Комментируя в 1989 году аморфную симпатию многих респондентов к «Памяти», тогда всего лишь одному из множества «обществ по охране памятников старины», наблюдатели были еще склонны объяснять это слабым знакомством населения с другими сторонами этого движения, казалось им, не имевшими отношения к национальному прошлому и его возрождению (прежде всего с его ксенофобскими и антисемитскими взглядами). Но уже успех В. Жириновского, который на выборах 1993 года разом выдвинулся из третьестепенных демократов в политические фигуры первого ряда, задним числом показал, что характерные для лицемерного советского официоза барьеры и запреты на публичное выражение шовинистических взглядов в обществе сломаны. Его приемы хорошо рассчитанного, театрализированного эпатажа, строившиеся на соединении русского национал-популизма, а то и нацизма с советской, имперской, великодержавной демагогией, вначале находили отклик только на социальной периферии, в пролетаризированной среде, особенно в депрессивных малых городах, у низового чиновничества. Однако основные моменты этой риторики демонстративного освобождения от комплекса неполноценности и скрытого отказа от новых, демократических ориентиров («Мы великая страна, у нас героическое прошлое, нам нечего стыдиться, мы все еще достаточно сильны, чтобы заставить наших противников уважать себя, нам не надо оглядываться на Запад, у нас свой особый путь и пр.») за последующие пять-шесть лет были постепенно усвоены политическим руководством страны. Более того, приглушив самые скандалезные обертоны, власть сделала эти идеи своей официальной позицией.

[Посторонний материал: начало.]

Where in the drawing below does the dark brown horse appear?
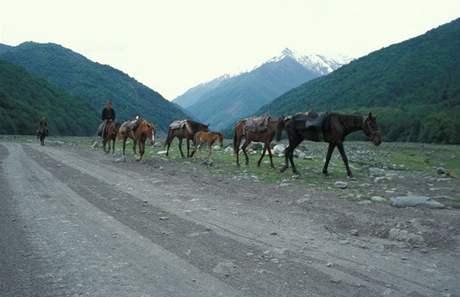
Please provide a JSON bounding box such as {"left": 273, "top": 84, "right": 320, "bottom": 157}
{"left": 118, "top": 118, "right": 156, "bottom": 161}
{"left": 190, "top": 131, "right": 224, "bottom": 159}
{"left": 165, "top": 120, "right": 208, "bottom": 158}
{"left": 36, "top": 117, "right": 48, "bottom": 146}
{"left": 102, "top": 120, "right": 121, "bottom": 154}
{"left": 277, "top": 112, "right": 382, "bottom": 177}
{"left": 233, "top": 117, "right": 282, "bottom": 168}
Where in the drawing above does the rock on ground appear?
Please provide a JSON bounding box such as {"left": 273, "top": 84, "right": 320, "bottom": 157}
{"left": 390, "top": 196, "right": 445, "bottom": 209}
{"left": 273, "top": 144, "right": 286, "bottom": 155}
{"left": 334, "top": 181, "right": 348, "bottom": 189}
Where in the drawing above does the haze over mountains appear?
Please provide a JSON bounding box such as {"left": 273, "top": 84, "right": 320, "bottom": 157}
{"left": 174, "top": 48, "right": 349, "bottom": 130}
{"left": 0, "top": 42, "right": 189, "bottom": 133}
{"left": 258, "top": 18, "right": 460, "bottom": 143}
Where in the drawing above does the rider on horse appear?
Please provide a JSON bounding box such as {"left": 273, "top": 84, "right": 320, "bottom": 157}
{"left": 100, "top": 100, "right": 116, "bottom": 136}
{"left": 93, "top": 100, "right": 116, "bottom": 148}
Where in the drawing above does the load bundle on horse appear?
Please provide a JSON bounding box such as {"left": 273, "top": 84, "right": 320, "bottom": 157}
{"left": 165, "top": 119, "right": 208, "bottom": 158}
{"left": 244, "top": 115, "right": 271, "bottom": 133}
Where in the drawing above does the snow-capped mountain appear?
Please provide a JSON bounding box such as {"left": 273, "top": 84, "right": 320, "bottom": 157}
{"left": 174, "top": 48, "right": 350, "bottom": 130}
{"left": 265, "top": 48, "right": 351, "bottom": 75}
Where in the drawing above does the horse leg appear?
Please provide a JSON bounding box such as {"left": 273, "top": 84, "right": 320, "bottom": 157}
{"left": 256, "top": 145, "right": 267, "bottom": 167}
{"left": 322, "top": 143, "right": 335, "bottom": 176}
{"left": 166, "top": 137, "right": 172, "bottom": 156}
{"left": 267, "top": 143, "right": 275, "bottom": 169}
{"left": 235, "top": 136, "right": 241, "bottom": 167}
{"left": 287, "top": 138, "right": 302, "bottom": 175}
{"left": 186, "top": 138, "right": 191, "bottom": 158}
{"left": 133, "top": 139, "right": 137, "bottom": 155}
{"left": 337, "top": 142, "right": 352, "bottom": 177}
{"left": 241, "top": 139, "right": 250, "bottom": 166}
{"left": 122, "top": 137, "right": 127, "bottom": 160}
{"left": 207, "top": 144, "right": 212, "bottom": 159}
{"left": 137, "top": 140, "right": 144, "bottom": 161}
{"left": 178, "top": 138, "right": 185, "bottom": 158}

В публичную политику пришли не программные лидеры с широкими горизонтами и серьезными целями, не волевые недюжинные организаторы, а внешне невыразительные теневые чиновники, исполнители, номенклатурные функционеры.

Силовое подавление попыток коммунистического реванша в октябре 1993 года, грозившего стране гражданской войной, вызвало парадоксальную реакцию окружения Б. Ельцина. Напуганное своей победой (фактически победой одной части номенклатуры над другой, настроенной просоветски), оно «перенесло» этот страх и недовольство собой на все более раздражающую фигуру «другого» — превратило победу, которой не радовались и, главное, с которой не знали, что делать, в поражение прозападных «реформаторов». В еще большей степени эта закономерность «реакции победы» (или «реакции после победы») проявилась в результате электорального успеха Б. Ельцина на президентских выборах 1996 года. Здесь кратковременный, чисто тактический и технологический триумф обернулся быстрым падением авторитета президента, началом новой войны и досрочной отставкой Б. Ельцина.

Данные сотен опросов, проведенных ВЦИОМ во второй половине 90-х годов, как разрозненные элементы мозаики стали за последние месяцы складываться в общую картину. Каждое из явлений, которые перечисляются ниже, по отдельности неоднократно описывалось и анализировалось авторами «Мониторинга», но в целое они начали собираться лишь в самое последнее время. Можно перечислить несколько основных тенденций, определяющих доминирующий тон общей картины.

1. Все более явное обеднение общественного пространства, последовательное устранение социального разнообразия, упрощение самих представлений о социальной жизни. Более всего эта тенденция заметна в политической сфере, но то же можно сказать и про любую другую область социальной жизни, включая СМИ или культуру. Процессы в этой сфере выражаются в первую очередь как своего рода «отрицательный отбор» лидеров (исчезновение ярких фигур, способных на самостоятельную и оригинальную позицию). В публичную политику пришли не программные лидеры с широкими горизонтами и серьезными целями, не волевые недюжинные организаторы, а внешне невыразительные теневые чиновники, исполнители, номенклатурные функционеры. Речь, понятно, не об их фото- или телегеничности, а о масштабах видения и понимания ситуации, о правилах публичного поведения и стоящей за этим внутренней адресации к обществу.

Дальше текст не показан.